The very first FTP session on the very first run is left alive even if when the program exists

The initial session used to retrieve a file list from remote FTP backup repository, right when backup starts for the first time isn’t properly closed or reused. Or maybe there is some specific reason for that?

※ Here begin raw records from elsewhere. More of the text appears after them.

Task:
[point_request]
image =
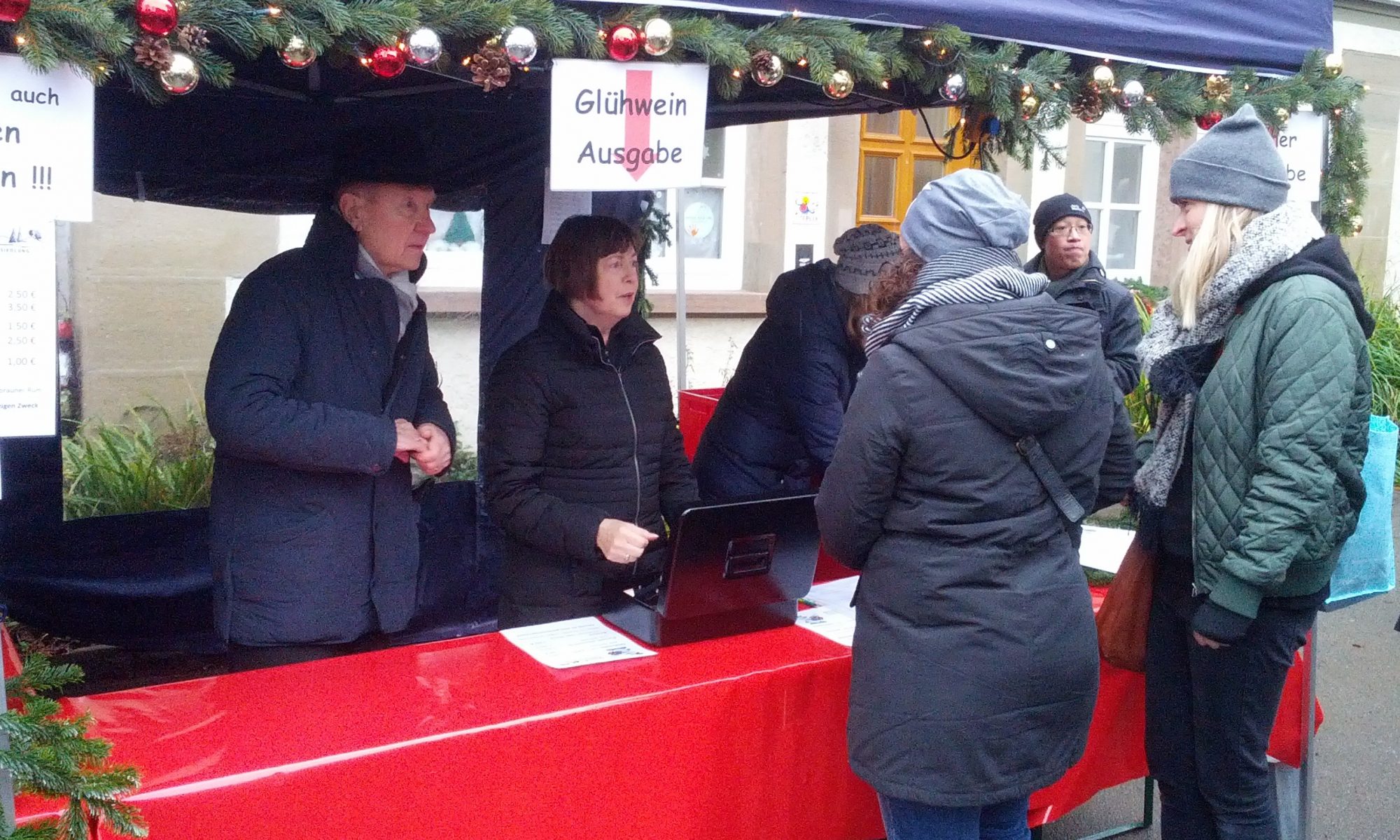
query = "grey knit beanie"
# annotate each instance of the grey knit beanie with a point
(1234, 164)
(968, 209)
(860, 254)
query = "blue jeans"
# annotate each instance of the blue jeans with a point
(915, 821)
(1209, 719)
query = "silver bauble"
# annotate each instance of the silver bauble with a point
(768, 69)
(183, 76)
(657, 37)
(1133, 94)
(520, 44)
(954, 89)
(425, 47)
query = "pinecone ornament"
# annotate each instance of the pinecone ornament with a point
(155, 54)
(491, 68)
(192, 38)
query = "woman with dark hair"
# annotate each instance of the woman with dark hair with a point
(778, 421)
(1254, 481)
(582, 458)
(983, 426)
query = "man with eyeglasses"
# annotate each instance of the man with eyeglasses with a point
(1063, 230)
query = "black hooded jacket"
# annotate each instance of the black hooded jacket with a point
(976, 659)
(778, 421)
(576, 433)
(1090, 288)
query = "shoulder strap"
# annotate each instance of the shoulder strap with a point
(1051, 479)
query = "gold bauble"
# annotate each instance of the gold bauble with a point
(183, 76)
(298, 54)
(841, 86)
(1219, 88)
(1332, 66)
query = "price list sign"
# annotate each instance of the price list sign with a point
(29, 338)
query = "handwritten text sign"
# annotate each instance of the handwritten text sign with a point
(46, 144)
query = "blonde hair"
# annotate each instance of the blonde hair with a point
(1214, 243)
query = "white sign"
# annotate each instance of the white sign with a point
(29, 330)
(46, 144)
(622, 127)
(1301, 144)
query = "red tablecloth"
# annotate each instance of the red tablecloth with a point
(733, 738)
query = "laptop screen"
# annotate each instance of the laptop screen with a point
(741, 555)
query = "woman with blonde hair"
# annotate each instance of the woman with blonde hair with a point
(1254, 479)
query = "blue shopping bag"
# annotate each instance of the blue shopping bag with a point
(1368, 559)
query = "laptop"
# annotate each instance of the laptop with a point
(734, 568)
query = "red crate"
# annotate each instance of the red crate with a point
(696, 408)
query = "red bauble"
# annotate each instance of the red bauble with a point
(386, 62)
(1208, 121)
(158, 18)
(624, 43)
(13, 10)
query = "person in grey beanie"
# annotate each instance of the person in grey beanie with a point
(975, 663)
(778, 421)
(1063, 229)
(1259, 362)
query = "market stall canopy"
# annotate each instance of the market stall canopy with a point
(267, 144)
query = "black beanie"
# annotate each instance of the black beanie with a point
(1054, 211)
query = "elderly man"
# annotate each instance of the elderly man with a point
(320, 393)
(1063, 229)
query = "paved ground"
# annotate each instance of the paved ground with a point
(1357, 772)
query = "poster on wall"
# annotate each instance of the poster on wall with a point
(1301, 144)
(29, 340)
(46, 144)
(618, 127)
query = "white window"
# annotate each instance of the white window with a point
(710, 219)
(1119, 187)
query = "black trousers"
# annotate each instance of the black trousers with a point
(1209, 719)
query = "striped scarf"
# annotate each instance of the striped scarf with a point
(968, 276)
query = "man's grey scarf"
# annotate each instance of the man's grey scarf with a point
(1177, 359)
(969, 276)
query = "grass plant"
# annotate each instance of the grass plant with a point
(158, 464)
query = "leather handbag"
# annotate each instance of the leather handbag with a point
(1122, 620)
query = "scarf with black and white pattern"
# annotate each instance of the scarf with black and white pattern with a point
(968, 276)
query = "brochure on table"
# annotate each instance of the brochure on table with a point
(575, 643)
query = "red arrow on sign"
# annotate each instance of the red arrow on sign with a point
(638, 132)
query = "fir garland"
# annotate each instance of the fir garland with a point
(51, 755)
(899, 66)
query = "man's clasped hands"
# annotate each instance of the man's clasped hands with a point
(426, 444)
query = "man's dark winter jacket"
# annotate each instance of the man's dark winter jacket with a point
(976, 660)
(578, 433)
(778, 422)
(1093, 289)
(314, 527)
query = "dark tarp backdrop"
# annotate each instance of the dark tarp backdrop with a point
(267, 146)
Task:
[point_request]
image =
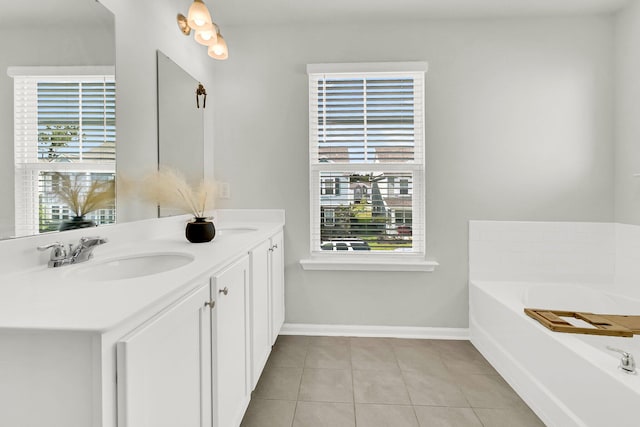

I’ll check logs if it’s ever used for anything. I think it’s not. And it’s left open until it times out from the server side. Even backup completion doesn’t close the connection when program terminates. Which is quite strange.

I did run another backup, confirmed. The first session initiated with FTP, isn’t reused or closed.

Yet that seems to be only the case, if the destination path is empty and backup starts from fresh. - It still gives a sloppy impression how the program operates with sessions. Just add the close somewhere. If there’s any data in the backup destination, and it’s not the first run. Then the session isn’t left hanging.

  • Thanks

I can’t reproduce this with FileZilla on localhost. The CreateFolder() method uses requests the same way as all others, and it does close the response. The FTP backend uses the .NET Framework FtpWebRequest which might be buggy. The alternate FTP backend uses a different library (although it seems creating the folder does not work with that one).

Do you mean "" as the destination path or a folder that does not exist yet? I tested a folder that does not exist.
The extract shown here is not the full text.